The real-money online bingo site of California’s Iipay Nation of Santa Ysabel tribe was the subject of two court actions this week as both state and federal agencies sought to shut the site down. Thursday saw the state Attorney General’s office argue its case before a US District Court judge while Wednesday saw the US Department of Justice accuse the site of violating the Unlawful Internet Gambling Enforcement Act (UIGEA).
The tribe made waves this summer by announcing plans to launch a real-money online poker site that never actually materialized. Instead, the tribe teamed up with Great Luck LLC to launch Desert Rose Bingo, a real-money bingo site that utilizes ‘proxy play’ technology to get around limitations that restrict gambling to tribal lands. The tribe says it’s allowed to offer bingo, which is defined as Class II gaming under the Indian Gaming Regulatory Act (IGRA), while the state insists the site is an ‘electronic facsimile’ of bingo and therefore a prohibited form of Class III gaming.
On Thursday, the state made its case to US District Judge Anthony Battaglia for a temporary restraining order against the Desert Rose site. Deputy Attorney General Bill Torngren played a video showing one of his investigators playing a five-cent game of bingo on the site while not physically present on the tribe’s land. U-T San Diego quoted Torngren saying that if the site “looks like a duck and quacks like a duck, it’s probably a duck” and probably an illegal online gambling site, as well.
Tribal attorney Little Fawn Boland countered that the site should remain operational, at least until an actual trial can be held. Shutting down the site now would result in loss of employment for tribal members and loss of revenue for the “one of the most impoverished” tribes in the state. Battaglia declined to issue a ruling on Thursday, saying only that he would make his wishes known soon enough.

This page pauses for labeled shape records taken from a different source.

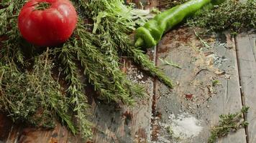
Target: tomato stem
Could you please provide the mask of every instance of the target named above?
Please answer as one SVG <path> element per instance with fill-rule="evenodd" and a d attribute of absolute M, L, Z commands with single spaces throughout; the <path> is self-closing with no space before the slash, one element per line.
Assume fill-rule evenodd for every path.
<path fill-rule="evenodd" d="M 35 10 L 45 10 L 49 9 L 50 4 L 48 2 L 40 2 L 35 5 Z"/>

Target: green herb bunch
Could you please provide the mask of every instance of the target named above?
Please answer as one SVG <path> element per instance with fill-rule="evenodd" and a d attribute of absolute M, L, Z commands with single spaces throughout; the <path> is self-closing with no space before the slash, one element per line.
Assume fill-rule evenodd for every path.
<path fill-rule="evenodd" d="M 230 132 L 236 132 L 240 128 L 245 127 L 248 122 L 244 120 L 243 115 L 249 109 L 249 107 L 243 107 L 240 112 L 234 114 L 221 114 L 219 124 L 211 130 L 211 136 L 208 143 L 214 143 L 219 137 L 227 136 Z"/>
<path fill-rule="evenodd" d="M 145 94 L 143 86 L 120 70 L 121 56 L 168 87 L 172 83 L 129 37 L 147 21 L 149 11 L 120 0 L 72 1 L 79 11 L 76 29 L 68 41 L 50 49 L 27 43 L 18 31 L 17 16 L 27 0 L 0 2 L 0 110 L 14 122 L 37 127 L 54 127 L 59 119 L 73 133 L 79 131 L 87 138 L 92 135 L 87 96 L 92 95 L 84 92 L 86 84 L 109 102 L 132 105 L 135 97 Z"/>
<path fill-rule="evenodd" d="M 236 34 L 244 29 L 256 29 L 256 1 L 227 0 L 212 9 L 206 7 L 188 19 L 186 25 L 210 31 L 230 29 Z"/>

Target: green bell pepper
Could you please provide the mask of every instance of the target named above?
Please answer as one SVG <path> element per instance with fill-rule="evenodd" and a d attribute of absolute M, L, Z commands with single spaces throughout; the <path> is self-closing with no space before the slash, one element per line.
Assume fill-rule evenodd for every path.
<path fill-rule="evenodd" d="M 216 2 L 216 0 L 213 1 Z M 157 14 L 136 29 L 135 46 L 150 48 L 155 46 L 164 33 L 211 2 L 211 0 L 191 0 Z"/>

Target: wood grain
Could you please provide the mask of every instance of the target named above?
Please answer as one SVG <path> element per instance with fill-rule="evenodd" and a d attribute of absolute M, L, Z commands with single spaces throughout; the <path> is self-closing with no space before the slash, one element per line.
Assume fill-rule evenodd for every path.
<path fill-rule="evenodd" d="M 236 37 L 241 90 L 244 104 L 250 107 L 248 142 L 256 142 L 256 34 L 242 33 Z"/>
<path fill-rule="evenodd" d="M 237 57 L 234 40 L 224 34 L 205 39 L 211 44 L 206 48 L 195 36 L 193 29 L 179 27 L 167 34 L 157 46 L 157 58 L 177 63 L 182 69 L 157 61 L 165 74 L 173 78 L 173 90 L 158 82 L 157 112 L 160 134 L 156 142 L 207 142 L 209 129 L 219 122 L 221 114 L 236 112 L 242 107 Z M 200 48 L 202 47 L 202 48 Z M 219 58 L 219 59 L 218 59 Z M 224 60 L 221 63 L 219 61 Z M 224 74 L 226 73 L 226 74 Z M 221 85 L 212 86 L 218 80 Z M 168 133 L 166 126 L 178 116 L 193 117 L 203 127 L 199 134 L 177 139 Z M 173 119 L 172 117 L 176 118 Z M 245 143 L 245 131 L 239 129 L 221 138 L 218 142 Z"/>

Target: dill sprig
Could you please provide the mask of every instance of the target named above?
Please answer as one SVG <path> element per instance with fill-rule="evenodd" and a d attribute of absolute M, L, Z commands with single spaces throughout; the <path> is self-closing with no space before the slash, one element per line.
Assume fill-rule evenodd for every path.
<path fill-rule="evenodd" d="M 68 113 L 66 98 L 60 86 L 52 77 L 53 65 L 48 51 L 35 57 L 34 70 L 24 72 L 14 61 L 0 66 L 0 109 L 8 113 L 14 122 L 19 120 L 33 125 L 54 127 L 55 119 L 60 118 L 76 132 Z"/>
<path fill-rule="evenodd" d="M 213 9 L 206 6 L 189 19 L 186 25 L 209 31 L 230 29 L 235 34 L 244 29 L 256 28 L 256 1 L 227 0 Z"/>
<path fill-rule="evenodd" d="M 219 124 L 211 130 L 208 143 L 214 143 L 218 138 L 227 136 L 230 132 L 236 132 L 239 128 L 248 125 L 244 120 L 243 114 L 248 112 L 249 107 L 243 107 L 240 112 L 234 114 L 221 114 Z"/>

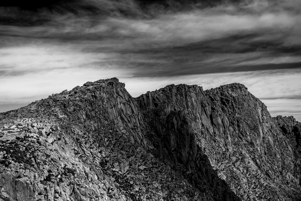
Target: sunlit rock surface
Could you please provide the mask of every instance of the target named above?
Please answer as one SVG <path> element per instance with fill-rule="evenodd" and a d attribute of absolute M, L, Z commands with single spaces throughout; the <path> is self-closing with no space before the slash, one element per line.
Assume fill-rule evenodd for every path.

Meanwhile, the feds filed their own legal papers against the site on Wednesday, arguing that the tribe is “engaged in the business of betting or wagering” online with individuals not physically present on tribal land. The UIGEA prohibits funding of unauthorized betting sites and the DOJ wants an injunction preventing the tribe from accepting any payments that would permit gamblers to utilize the Desert Rose site. No date has been set for a hearing on the DOJ’s filing.